Typed ASM should stay a research exercise.... Charles you usually over-hype this typed ASM for maybe for how cool it sounds. I don't think TAL is really a useful or productive mechanism in most ways/shapes/forms for the sum of these parts don't make a greater whole. And I usually love cutting-edge research projects which try something new, but verification should stay up in a higher level.
It would make more sense of have Intel and AMD make type-system's with API's and CPU flags which can allow the CPU itself to "type-check" the machine code jammed down it's pipeline. But for ASM source code to have that sort of overhead in the general case is complete overkill... I think It's easier to have comments left in the ASM source and just as good to have signed and checksummed binaries which are verified by vendors and enthusiasts like me. Malicious coders will fake type safety just as easily if required since security can always be broken, I'd argue that it's even more fragile down there since there's less layers and encapsulation to prevent incorrect code from trying to run when it does happen.

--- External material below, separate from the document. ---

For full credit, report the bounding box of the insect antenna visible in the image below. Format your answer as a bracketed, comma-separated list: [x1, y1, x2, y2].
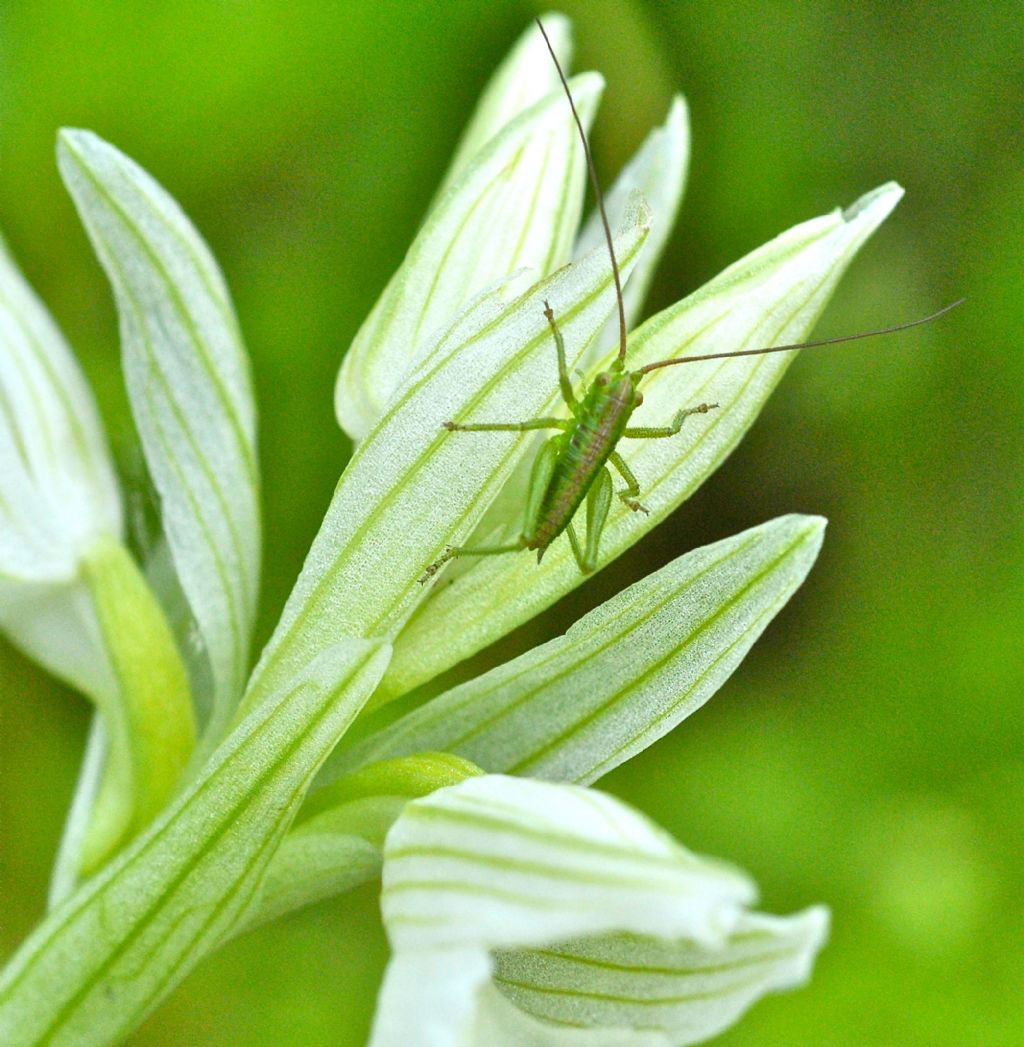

The ONLY way that a typed ASM may be used I can think of is to reverse engineer binaries into whatever source code language you want as long as it is strongly typed. Instead of just reverse engineering the binary into the original source code language for it to have actual meaning.
Verve would undoubtedly benefit from this sort of work and for projects similar to Verve, but its application is way too small for this type of research to benefit anything but a statically verifiable kernel and theorem provers.
Continue the good work but I hope Hawblitzel moves on to even more interesting and beneficial research areas instead of focusing on this particular domain too long unless this exact domain is his passion, in this case hell, take my words as a grain of salt, I'll never suggest a true researcher to research anything but what he/she loves.